Conclusion: Although age-related regional volume loss is apparent and widespread in nondemented individuals, mild cognitive impairment is associated with a unique pattern of structural vulnerability reflected in differential volume loss in specific regions. Early identification of patterns of abnormality is of fundamental importance for detecting disease onset and tracking progression.

Figure 1 Trajectories of select brain volume changes (cm³) Age-related changes in (A) whole brain volume, (B) ventricular CSF (vCSF), (C) total white matter, (D) total gray matter, (E) hippocampus, and (F) orbitofrontal cortex. Thin red (mild cognitive impairment [MCI]) and blue (normal) lines represent individual volumes over time for a random sample of participants; thick red and blue lines indicate respective estimated average volumes for each group. Increase in vCSF accelerates with age. The hippocampus and orbitofrontal cortex decline linearly with increasing age and at a steeper rate in the MCI group. Males show steeper changes in whole brain and vCSF volume decline.
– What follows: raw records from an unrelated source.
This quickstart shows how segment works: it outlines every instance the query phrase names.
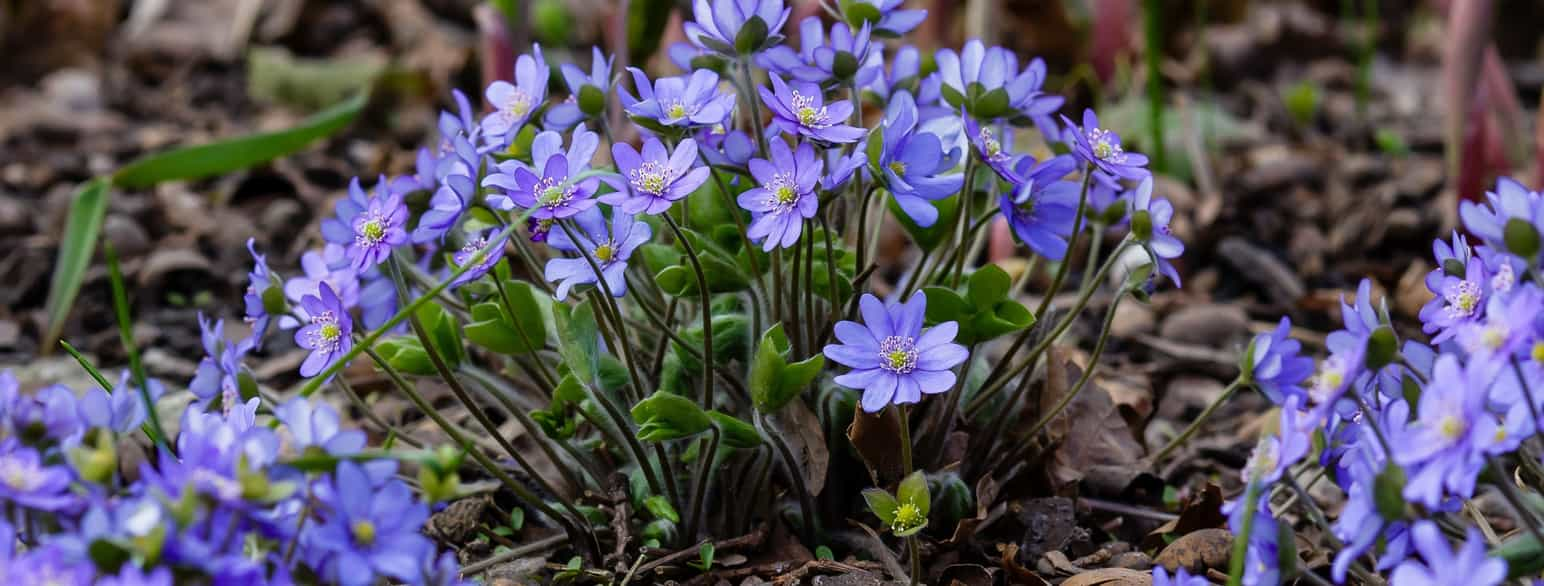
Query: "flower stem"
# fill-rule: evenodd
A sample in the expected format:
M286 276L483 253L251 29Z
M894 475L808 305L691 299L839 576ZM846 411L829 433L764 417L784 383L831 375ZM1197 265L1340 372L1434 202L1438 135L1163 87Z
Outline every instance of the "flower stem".
M1244 490L1244 530L1233 538L1233 556L1228 560L1228 586L1244 583L1244 563L1249 557L1249 534L1254 532L1255 507L1259 506L1259 489L1249 483Z
M703 501L707 499L708 478L713 473L713 458L718 455L720 435L718 426L710 425L708 426L708 431L712 435L706 442L707 451L703 452L699 449L697 452L697 487L692 489L691 508L686 511L686 534L684 537L688 542L697 538L697 528L702 524L702 505ZM698 444L699 448L701 446L702 444Z
M670 217L670 214L660 214L665 217L665 224L670 226L670 231L675 233L676 240L681 242L681 248L686 249L686 259L692 263L692 272L697 273L697 292L701 296L702 303L702 391L698 401L703 409L713 408L713 293L708 290L708 275L702 272L702 262L697 259L697 249L692 246L686 234L681 231L681 226Z
M1078 237L1083 235L1083 211L1088 207L1088 188L1094 182L1093 169L1083 169L1083 188L1078 190L1078 212L1072 220L1072 238L1067 241L1067 250L1077 250ZM1045 318L1045 312L1051 308L1051 300L1061 292L1062 284L1067 280L1067 267L1072 264L1072 258L1063 258L1056 267L1056 277L1051 279L1051 288L1045 292L1045 297L1040 300L1040 306L1035 308L1035 320ZM1097 281L1097 279L1096 279Z
M773 429L767 433L766 415L756 411L751 415L756 422L756 428L761 434L772 442L772 447L777 449L777 454L783 462L783 473L788 475L788 483L793 485L794 493L799 496L799 515L804 521L803 534L806 544L815 543L815 498L810 494L810 489L805 485L804 472L799 469L799 461L794 459L793 450L788 447L788 441L783 439L782 430Z
M901 418L901 471L902 474L911 474L911 406L897 405L896 410ZM911 584L916 586L922 579L922 555L917 546L917 536L906 536L906 549L911 557Z
M1217 411L1218 407L1221 407L1223 403L1228 402L1228 399L1232 398L1239 389L1244 388L1245 386L1248 386L1248 383L1245 383L1240 379L1235 379L1232 383L1230 383L1227 388L1222 390L1222 394L1217 395L1217 398L1213 399L1211 404L1207 405L1206 409L1201 411L1201 415L1196 417L1195 421L1190 422L1190 426L1186 427L1185 431L1180 432L1178 436L1169 441L1168 445L1165 445L1163 446L1163 449L1158 450L1158 453L1153 455L1152 461L1157 463L1160 460L1163 460L1170 454L1173 454L1174 450L1177 450L1180 446L1185 445L1185 442L1190 441L1191 436L1194 436L1196 431L1201 429L1201 424L1206 423L1207 418L1210 418L1212 413Z
M954 281L950 283L950 287L959 287L960 277L965 274L965 261L968 260L965 257L970 256L966 252L970 247L970 212L976 204L976 151L966 149L965 153L965 187L960 190L960 204L957 210L959 218L958 225L955 227L955 231L959 233L959 240L954 243L954 256L950 257L957 260L952 267ZM951 267L945 266L944 274L949 274L950 270Z
M1492 473L1497 477L1496 488L1501 490L1501 496L1506 499L1507 504L1512 505L1517 524L1527 528L1528 533L1532 534L1539 543L1544 543L1544 529L1540 529L1539 519L1533 516L1527 505L1523 504L1523 497L1518 494L1517 486L1512 484L1512 479L1509 478L1511 475L1506 472L1506 465L1494 455L1486 455L1485 459L1490 462Z
M751 131L756 135L756 145L761 148L761 155L767 154L767 137L761 129L761 96L753 92L756 84L751 80L751 61L747 58L738 60L740 65L740 77L745 82L745 101L751 105Z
Figure 2 Patterns of gray matter volume loss in MCI and normal aging Average slopes of RAVENS maps for normal (A) and MCI (B) groups. The red-yellow color indicates greater volume loss. Bottom row: Difference between the two groups: blue/green are regions in which MCI subjects showed higher rate of gray matter decrease. (C) Red/yellow colors reflect an increase of periventricular small vessel disease, which appears gray in T1-weighted images and is segmented as gray matter. The color bars display estimated regression coefficients and are defined by the following numbers, all in mm³/year (per voxel in the template space): a = −0.020, b = −0.0053, c = 0.026, d = 0.0053, e = −0.0053, f = −0.023. MCI = mild cognitive impairment.